论文和技术资料

During the evolution of multicellularity, cells needed to find a way to self-organise into structures able to fulfil a broad range of physiological functions. Directed cell migration (DCM) is an elegant way to reorder cells and break symmetry based on simple rules and local information, leading to a large variety of density patterns. Hence, developing models capable of describing various forms of directed cell migration is important to achieve a mechanistic understanding of morphogenesis and how organs gain their functional shapes.

DCM can be described by an partial differential equation system, consisting of a random cell motility therm, similar to Fickian diffusion, and an directed cell motility therm, consisting of an local density kernel, probing the surrounding cell densities and direct cell movement towards high density areas.

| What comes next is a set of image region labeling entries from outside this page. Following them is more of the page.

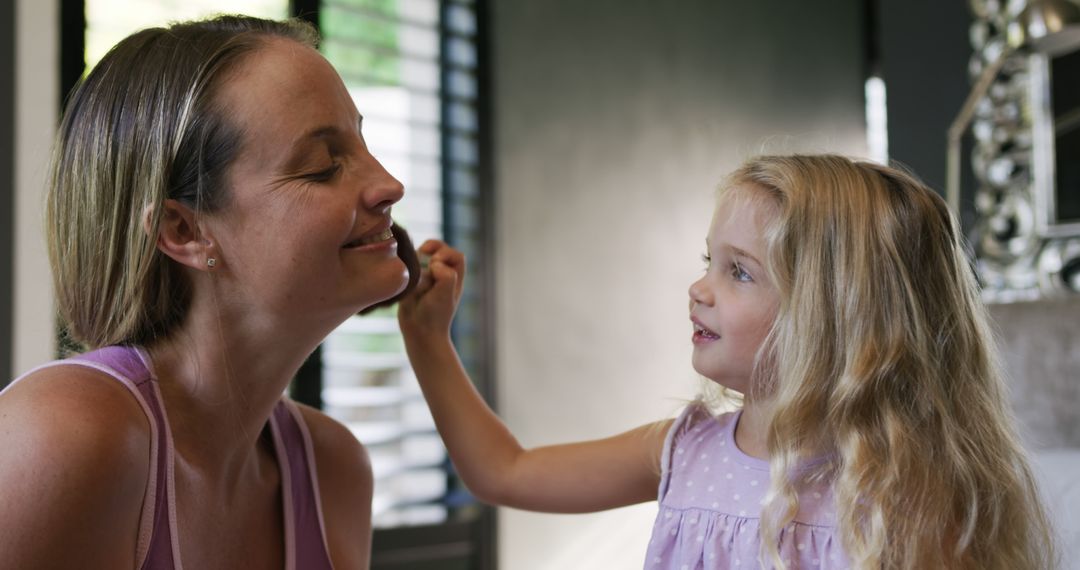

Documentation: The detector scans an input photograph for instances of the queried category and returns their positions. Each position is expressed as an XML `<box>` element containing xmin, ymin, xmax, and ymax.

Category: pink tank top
<box><xmin>12</xmin><ymin>347</ymin><xmax>333</xmax><ymax>570</ymax></box>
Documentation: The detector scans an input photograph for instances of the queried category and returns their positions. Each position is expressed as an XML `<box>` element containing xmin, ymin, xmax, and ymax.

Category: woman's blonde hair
<box><xmin>720</xmin><ymin>155</ymin><xmax>1054</xmax><ymax>570</ymax></box>
<box><xmin>45</xmin><ymin>16</ymin><xmax>318</xmax><ymax>348</ymax></box>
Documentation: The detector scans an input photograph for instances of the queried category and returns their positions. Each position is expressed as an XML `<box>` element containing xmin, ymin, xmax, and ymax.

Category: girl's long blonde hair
<box><xmin>720</xmin><ymin>155</ymin><xmax>1055</xmax><ymax>570</ymax></box>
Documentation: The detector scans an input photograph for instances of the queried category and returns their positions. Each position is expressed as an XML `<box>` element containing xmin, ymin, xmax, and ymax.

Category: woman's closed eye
<box><xmin>305</xmin><ymin>162</ymin><xmax>341</xmax><ymax>182</ymax></box>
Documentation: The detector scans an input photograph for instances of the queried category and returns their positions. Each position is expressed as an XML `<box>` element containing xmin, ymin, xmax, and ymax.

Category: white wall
<box><xmin>12</xmin><ymin>0</ymin><xmax>59</xmax><ymax>376</ymax></box>
<box><xmin>490</xmin><ymin>0</ymin><xmax>865</xmax><ymax>570</ymax></box>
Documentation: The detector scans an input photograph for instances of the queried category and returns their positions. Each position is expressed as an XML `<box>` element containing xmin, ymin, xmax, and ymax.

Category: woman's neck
<box><xmin>147</xmin><ymin>302</ymin><xmax>318</xmax><ymax>481</ymax></box>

Continuum models offer an efficient framework for studying pattern formation at meso- to macro-scales. These models simplify complex cellular behavior and often allow for analytical insight. However, traditional continuum models for DCM have been numerically challenging, especially near domain boundaries, where the local density integrals become difficult to evaluate. Consequently, most implementations have relied on specialized finite volume solvers, limiting their applicability to biologically relevant and irregular geometries.

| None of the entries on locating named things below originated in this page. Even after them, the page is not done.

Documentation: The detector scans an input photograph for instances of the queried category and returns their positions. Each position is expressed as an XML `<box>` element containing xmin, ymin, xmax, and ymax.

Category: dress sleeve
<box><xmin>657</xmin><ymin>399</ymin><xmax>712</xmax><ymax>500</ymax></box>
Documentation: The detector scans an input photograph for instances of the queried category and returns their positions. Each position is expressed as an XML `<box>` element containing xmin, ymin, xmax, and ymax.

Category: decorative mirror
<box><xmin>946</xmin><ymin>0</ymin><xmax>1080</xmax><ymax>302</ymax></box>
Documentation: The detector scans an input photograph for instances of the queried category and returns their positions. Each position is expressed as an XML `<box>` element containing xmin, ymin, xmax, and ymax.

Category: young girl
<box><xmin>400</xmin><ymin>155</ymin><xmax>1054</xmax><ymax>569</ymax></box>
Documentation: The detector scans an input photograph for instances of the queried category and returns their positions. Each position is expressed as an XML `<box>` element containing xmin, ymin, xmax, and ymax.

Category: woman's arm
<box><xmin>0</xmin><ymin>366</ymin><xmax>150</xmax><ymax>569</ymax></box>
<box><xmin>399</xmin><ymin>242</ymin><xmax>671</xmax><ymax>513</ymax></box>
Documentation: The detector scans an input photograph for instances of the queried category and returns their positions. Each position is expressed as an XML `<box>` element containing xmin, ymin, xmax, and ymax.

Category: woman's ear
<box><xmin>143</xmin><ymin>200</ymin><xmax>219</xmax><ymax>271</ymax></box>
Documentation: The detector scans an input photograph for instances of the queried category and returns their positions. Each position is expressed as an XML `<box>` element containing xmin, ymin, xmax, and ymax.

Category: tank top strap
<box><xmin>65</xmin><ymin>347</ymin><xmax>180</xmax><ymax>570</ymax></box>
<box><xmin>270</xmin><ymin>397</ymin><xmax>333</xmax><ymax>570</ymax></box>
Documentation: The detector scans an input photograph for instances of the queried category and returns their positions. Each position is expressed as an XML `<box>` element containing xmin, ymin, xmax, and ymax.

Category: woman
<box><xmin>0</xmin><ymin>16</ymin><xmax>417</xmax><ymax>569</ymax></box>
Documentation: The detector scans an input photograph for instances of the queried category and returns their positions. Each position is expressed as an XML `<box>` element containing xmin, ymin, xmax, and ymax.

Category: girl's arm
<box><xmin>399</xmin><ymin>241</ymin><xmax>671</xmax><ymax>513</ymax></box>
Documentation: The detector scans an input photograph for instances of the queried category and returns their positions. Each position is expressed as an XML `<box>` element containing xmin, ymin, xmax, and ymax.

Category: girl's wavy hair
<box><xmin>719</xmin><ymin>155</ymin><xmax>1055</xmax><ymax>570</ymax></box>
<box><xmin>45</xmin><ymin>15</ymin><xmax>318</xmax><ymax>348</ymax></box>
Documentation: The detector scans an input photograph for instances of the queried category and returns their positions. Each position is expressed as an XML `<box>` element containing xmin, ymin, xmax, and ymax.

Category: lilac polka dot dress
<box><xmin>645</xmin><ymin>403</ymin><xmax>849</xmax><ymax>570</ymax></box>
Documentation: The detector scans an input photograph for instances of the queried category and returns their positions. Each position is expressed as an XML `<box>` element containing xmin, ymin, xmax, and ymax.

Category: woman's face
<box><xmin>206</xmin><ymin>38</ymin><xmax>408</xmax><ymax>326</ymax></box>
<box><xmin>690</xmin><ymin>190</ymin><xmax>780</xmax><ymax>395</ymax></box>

To address these limitations, we developed a versatile DCM model implementation in COMSOL Multiphysics, leveraging general extrusion operators to handle both periodic and zero-flux boundary conditions in 1D, 2D, and 3D domains. This approach overcomes previous numerical barriers and allows for the simulation of DCM in arbitrary geometries.

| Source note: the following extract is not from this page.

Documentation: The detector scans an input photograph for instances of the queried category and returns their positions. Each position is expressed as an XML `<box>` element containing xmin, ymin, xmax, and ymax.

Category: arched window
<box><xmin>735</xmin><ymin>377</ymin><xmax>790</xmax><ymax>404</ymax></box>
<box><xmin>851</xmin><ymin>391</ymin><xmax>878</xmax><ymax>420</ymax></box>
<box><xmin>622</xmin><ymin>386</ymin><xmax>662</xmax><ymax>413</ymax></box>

Using this framework, we characterized how various model parameters influence the dynamics of pattern formation—such as the speed of pattern emergence, the size of features, and the resulting qualitative shapes. Our robust and flexible COMSOL-based implementation now enables the exploration of a broad range of developmental processes, such as germ layer segregation in gastruloid systems and cartilage ring formation in the developing trachea.

By expanding the toolbox for studying DCM, our work contributes to a deeper understanding of tissue patterning and opens up new possibilities for investigating complex morphogenetic processes in developmental biology.